Dr. Kevin Kain, an Infectious Disease physician and researcher at Toronto General Hospital (TGH) Research Institute, and Dr. Megan Landes, an Emergency Department physician at TGH, hope to have an interim analysis of data within about three months. (Photos: UHN)
UHN researchers are leading a study to see if a drug which has been licensed for decades to ward off malaria and treat lupus and rheumatoid arthritis can protect healthcare workers from COVID-19.
Dr. Kevin Kain, a researcher at the Toronto General Hospital (TGH) Research Institute, and Dr. Megan Landes, an Emergency Department (ED) physician at TGH, are co-Principal Investigators in the study, which will investigate whether a safe derivative of chloroquine – called hydroxychloroquine – can protect essential frontline staff in the ED and Intensive Care Unit (ICU) from COVID-19.
Called the HEalth Care Worker pROphylaxis (HEROs) Trial, it’s one of the world’s first randomized controlled studies of hydroxychloroquine to prevent coronavirus infections in ED and ICU staff. An interim analysis of results could come by the summer.
It will include a randomized, double-blind, placebo-controlled study of an estimated 2,000 ED workers; about 400 from each of five hospitals – Toronto General, Toronto Western, St. Michael’s, Mt. Sinai and Sunnybrook. Phase I will study them for four months.

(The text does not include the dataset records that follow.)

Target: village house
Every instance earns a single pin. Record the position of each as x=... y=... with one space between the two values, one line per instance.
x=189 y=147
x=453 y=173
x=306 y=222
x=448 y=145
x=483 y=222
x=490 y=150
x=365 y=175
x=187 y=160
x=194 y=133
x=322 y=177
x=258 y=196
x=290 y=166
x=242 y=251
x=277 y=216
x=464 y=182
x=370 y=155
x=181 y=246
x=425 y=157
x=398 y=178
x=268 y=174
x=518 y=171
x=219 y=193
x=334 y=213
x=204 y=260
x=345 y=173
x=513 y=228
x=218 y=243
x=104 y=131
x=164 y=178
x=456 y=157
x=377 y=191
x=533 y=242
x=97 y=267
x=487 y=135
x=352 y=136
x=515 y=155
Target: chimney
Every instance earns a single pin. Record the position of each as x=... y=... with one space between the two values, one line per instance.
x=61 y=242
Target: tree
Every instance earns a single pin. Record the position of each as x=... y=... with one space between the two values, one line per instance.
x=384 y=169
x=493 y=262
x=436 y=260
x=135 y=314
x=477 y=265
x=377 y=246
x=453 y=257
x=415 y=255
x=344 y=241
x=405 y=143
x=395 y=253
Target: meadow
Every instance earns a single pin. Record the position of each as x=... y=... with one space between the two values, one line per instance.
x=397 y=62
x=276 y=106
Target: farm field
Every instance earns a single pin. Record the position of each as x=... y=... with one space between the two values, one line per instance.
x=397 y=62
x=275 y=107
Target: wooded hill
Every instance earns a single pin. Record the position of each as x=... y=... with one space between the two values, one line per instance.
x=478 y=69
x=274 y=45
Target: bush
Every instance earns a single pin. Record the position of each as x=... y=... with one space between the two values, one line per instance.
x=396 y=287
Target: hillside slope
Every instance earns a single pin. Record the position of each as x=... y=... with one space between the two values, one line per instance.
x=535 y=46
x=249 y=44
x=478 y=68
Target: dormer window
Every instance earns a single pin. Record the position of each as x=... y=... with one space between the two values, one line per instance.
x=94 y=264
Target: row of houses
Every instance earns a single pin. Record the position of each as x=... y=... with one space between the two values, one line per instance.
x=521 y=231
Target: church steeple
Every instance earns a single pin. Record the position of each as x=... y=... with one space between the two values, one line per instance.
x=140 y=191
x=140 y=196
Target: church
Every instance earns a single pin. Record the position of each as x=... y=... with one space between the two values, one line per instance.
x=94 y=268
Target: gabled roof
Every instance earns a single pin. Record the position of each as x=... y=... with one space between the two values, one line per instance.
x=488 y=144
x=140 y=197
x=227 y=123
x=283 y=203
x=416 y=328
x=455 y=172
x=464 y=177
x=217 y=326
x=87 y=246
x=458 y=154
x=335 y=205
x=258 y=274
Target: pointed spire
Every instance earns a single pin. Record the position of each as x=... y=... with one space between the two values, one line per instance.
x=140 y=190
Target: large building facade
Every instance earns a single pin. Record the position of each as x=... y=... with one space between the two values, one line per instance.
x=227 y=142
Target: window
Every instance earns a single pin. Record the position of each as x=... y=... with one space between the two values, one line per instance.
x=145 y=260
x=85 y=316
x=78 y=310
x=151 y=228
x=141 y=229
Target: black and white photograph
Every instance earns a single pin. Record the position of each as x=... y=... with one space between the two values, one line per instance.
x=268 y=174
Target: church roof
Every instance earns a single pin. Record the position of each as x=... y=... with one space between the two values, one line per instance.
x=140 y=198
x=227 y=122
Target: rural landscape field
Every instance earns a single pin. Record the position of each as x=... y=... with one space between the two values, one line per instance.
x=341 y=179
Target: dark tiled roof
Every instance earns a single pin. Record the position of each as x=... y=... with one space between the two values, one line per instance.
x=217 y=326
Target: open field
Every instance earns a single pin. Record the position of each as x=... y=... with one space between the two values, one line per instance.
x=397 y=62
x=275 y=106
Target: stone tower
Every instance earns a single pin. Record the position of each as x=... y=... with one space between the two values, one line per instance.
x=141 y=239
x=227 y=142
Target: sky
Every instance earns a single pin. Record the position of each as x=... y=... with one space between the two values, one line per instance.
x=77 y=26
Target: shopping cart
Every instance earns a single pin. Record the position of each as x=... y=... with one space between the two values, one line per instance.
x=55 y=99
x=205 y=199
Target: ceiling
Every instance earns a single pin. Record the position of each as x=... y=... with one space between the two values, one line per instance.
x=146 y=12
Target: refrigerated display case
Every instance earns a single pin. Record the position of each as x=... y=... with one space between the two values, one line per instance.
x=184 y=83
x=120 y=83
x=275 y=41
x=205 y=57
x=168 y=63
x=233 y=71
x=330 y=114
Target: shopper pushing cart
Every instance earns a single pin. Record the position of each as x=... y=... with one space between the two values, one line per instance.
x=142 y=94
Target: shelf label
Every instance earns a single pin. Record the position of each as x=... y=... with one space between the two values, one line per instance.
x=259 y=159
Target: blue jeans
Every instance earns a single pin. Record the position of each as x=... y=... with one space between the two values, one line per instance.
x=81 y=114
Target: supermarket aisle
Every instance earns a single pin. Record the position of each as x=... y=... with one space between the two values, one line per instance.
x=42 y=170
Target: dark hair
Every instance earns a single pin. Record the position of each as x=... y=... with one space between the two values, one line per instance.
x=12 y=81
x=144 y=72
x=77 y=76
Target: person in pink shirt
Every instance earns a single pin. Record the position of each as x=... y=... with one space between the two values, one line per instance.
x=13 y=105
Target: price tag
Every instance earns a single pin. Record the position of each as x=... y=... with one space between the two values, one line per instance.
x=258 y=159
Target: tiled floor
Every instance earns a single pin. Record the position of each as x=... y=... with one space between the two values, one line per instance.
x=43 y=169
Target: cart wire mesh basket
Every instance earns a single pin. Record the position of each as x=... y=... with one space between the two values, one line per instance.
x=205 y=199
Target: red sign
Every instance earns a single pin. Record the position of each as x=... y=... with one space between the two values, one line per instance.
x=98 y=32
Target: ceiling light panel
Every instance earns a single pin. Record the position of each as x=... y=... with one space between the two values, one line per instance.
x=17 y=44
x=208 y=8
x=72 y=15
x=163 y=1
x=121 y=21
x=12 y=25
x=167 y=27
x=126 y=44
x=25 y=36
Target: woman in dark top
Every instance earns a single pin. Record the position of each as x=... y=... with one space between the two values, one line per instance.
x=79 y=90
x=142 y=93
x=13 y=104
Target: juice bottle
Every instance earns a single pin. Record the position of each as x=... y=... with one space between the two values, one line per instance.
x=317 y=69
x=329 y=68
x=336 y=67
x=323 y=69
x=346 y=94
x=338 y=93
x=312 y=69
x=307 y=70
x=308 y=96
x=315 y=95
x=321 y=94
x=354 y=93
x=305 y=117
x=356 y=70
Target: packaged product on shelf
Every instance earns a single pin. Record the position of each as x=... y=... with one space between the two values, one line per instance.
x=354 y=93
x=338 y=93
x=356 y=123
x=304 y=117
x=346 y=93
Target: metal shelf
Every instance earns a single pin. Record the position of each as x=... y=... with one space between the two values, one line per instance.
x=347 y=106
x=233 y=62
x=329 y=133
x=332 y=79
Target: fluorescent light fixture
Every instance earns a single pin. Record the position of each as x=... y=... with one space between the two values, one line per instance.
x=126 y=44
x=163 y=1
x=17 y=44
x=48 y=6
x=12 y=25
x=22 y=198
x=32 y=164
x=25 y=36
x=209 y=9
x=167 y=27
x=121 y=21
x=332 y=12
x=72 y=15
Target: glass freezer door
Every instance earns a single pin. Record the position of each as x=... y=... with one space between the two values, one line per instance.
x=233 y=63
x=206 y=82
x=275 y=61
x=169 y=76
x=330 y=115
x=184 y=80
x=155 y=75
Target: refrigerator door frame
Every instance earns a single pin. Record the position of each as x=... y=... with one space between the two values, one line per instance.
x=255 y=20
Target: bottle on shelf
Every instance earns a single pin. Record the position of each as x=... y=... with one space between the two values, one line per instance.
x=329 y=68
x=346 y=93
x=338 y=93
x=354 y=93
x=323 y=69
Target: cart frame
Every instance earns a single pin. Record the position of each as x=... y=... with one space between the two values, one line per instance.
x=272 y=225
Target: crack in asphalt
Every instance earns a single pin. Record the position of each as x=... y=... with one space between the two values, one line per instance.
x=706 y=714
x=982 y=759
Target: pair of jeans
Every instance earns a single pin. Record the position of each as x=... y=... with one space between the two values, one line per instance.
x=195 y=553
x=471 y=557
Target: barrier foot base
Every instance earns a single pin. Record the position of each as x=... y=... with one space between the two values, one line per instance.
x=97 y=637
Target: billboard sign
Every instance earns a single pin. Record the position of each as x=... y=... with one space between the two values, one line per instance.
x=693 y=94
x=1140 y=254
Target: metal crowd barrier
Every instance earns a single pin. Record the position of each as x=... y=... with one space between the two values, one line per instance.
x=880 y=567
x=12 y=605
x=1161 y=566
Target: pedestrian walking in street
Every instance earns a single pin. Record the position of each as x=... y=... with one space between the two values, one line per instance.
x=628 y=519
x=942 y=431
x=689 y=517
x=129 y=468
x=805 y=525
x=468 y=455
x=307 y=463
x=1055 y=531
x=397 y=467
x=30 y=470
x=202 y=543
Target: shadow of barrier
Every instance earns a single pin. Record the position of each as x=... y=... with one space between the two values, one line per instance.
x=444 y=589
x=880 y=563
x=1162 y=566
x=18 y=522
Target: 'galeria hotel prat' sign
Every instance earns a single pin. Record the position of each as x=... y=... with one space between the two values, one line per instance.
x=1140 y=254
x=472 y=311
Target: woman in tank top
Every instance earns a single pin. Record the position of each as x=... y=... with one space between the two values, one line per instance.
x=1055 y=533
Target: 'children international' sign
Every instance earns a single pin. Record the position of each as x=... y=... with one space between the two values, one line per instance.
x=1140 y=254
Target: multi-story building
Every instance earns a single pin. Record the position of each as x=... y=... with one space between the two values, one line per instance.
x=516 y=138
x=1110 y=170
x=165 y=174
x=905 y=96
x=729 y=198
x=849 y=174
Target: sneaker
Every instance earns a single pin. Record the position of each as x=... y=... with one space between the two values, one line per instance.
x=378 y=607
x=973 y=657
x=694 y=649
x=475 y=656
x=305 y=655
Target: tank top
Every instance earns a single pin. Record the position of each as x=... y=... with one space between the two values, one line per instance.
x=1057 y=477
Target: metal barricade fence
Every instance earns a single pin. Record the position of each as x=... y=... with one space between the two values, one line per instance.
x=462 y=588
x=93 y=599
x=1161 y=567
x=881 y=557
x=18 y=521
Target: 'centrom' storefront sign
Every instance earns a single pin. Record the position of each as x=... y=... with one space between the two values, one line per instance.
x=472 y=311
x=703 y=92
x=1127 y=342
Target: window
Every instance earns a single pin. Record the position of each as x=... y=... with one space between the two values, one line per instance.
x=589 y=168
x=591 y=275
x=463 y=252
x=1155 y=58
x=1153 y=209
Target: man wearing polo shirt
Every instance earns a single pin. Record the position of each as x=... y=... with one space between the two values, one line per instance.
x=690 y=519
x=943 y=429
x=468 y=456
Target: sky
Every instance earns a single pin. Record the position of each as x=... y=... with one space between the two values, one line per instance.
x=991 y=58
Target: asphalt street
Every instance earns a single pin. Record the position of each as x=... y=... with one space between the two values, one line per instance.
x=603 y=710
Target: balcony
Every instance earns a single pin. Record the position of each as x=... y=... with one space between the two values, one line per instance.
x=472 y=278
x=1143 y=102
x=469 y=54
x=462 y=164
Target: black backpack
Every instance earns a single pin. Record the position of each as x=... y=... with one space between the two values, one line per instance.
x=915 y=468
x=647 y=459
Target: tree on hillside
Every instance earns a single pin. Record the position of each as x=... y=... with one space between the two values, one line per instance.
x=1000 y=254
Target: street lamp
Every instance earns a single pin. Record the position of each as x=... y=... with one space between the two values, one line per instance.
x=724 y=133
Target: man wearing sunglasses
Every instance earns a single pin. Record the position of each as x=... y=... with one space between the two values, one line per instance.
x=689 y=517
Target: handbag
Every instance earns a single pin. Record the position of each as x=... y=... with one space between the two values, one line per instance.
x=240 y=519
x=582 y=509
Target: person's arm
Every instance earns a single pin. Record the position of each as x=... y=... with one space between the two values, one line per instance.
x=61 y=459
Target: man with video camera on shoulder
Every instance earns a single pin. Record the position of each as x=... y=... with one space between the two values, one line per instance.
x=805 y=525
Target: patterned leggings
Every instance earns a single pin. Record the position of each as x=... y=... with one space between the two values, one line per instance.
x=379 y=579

Phase II will study ICU staff at the same sites.
“All healthcare workers are important,” says Dr. Kain, who is also Scientific Director of the Tropical Disease Unit at UHN and a professor in the Department of Medicine at the University of Toronto (U of T). “But these really are the two most critical groups – starting with the Emergency Department and their interface with the public.
“If we start to lose too many healthcare workers in the ED and ICU, the system is at risk of collapse.
“That’s why we need to prioritize our approach to the understanding of things that will protect them.”
Loss of healthcare workers to COVID-19 infection could imperil the proper functioning of the system. In Wuhan, China, the epicentre of the outbreak, an estimated 3,400 healthcare workers became infected despite the use of personal protective equipment. In Italy, it was almost 20 per cent.
Hydroxychloroquine has been used for more than a half century to treat or prevent malaria. It is also widely used to treat symptoms of lupus and rheumatoid arthritis.
Toronto-based Apotex Inc. donating drugs to accelerate study
Since the coronavirus outbreak started, there is some scientific evidence in China, France and Italy suggesting that chloroquine and hydroxychloroquine may protect against COVID-19 infection. However, none of these studies were randomized or controlled, which is a key to the one being led by Dr. Kain and Dr. Landes, who is also an associate professor of Emergency Medicine at the U of T.
“There are a lot of potentially promising drugs and we need to study them in proper controlled trials to determine if they really work. Right now, we really don’t know,” Dr. Kain says.
“Otherwise, we’re left with anecdotes and off-label use, which does not move the ball down the field.
“We really can’t make national or even local recommendations until we know that drugs are safe and actually work.”
On Friday, Toronto-based pharmaceutical giant Apotex Inc. announced it was donating hydroxychloroquine to accelerate the UHN-led study. Global interest in the drug has surged with some governments already adding it to their COVID-19 treatment protocols and United States officials, including President Donald Trump, repeatedly requesting it be made available for use immediately.
“We are committed to take whatever actions we can to support our healthcare community as they investigate possible treatments for COVID-19,” Jeff Watson, President and CEO of Apotex, said in a news release. “Due to anticipated increased demand for this product, we have doubled our planned production outputs and are in dialogue with governments about additional measures they may wish to take on this specific product.”
Apotex said it is working around the clock to protect the health and safety of its employees in order to minimize disruption to Canada’s drug supply.
Dr. Kain says the potential of having an interim analysis of data within about three months is “really fast in the overall scheme of things.” Another positive is that this drug has been in use for more than 50 years, which means the side effects are well known and it is generally very well tolerated even in pregnancy.
“We know the safety profile,” Dr. Kain says. “So, here is an example of how re-purposing a safe drug can greatly accelerate drug development, lowering the cost and rapidly getting it up to scale quickly.
“But we first need to show it is efficacious.”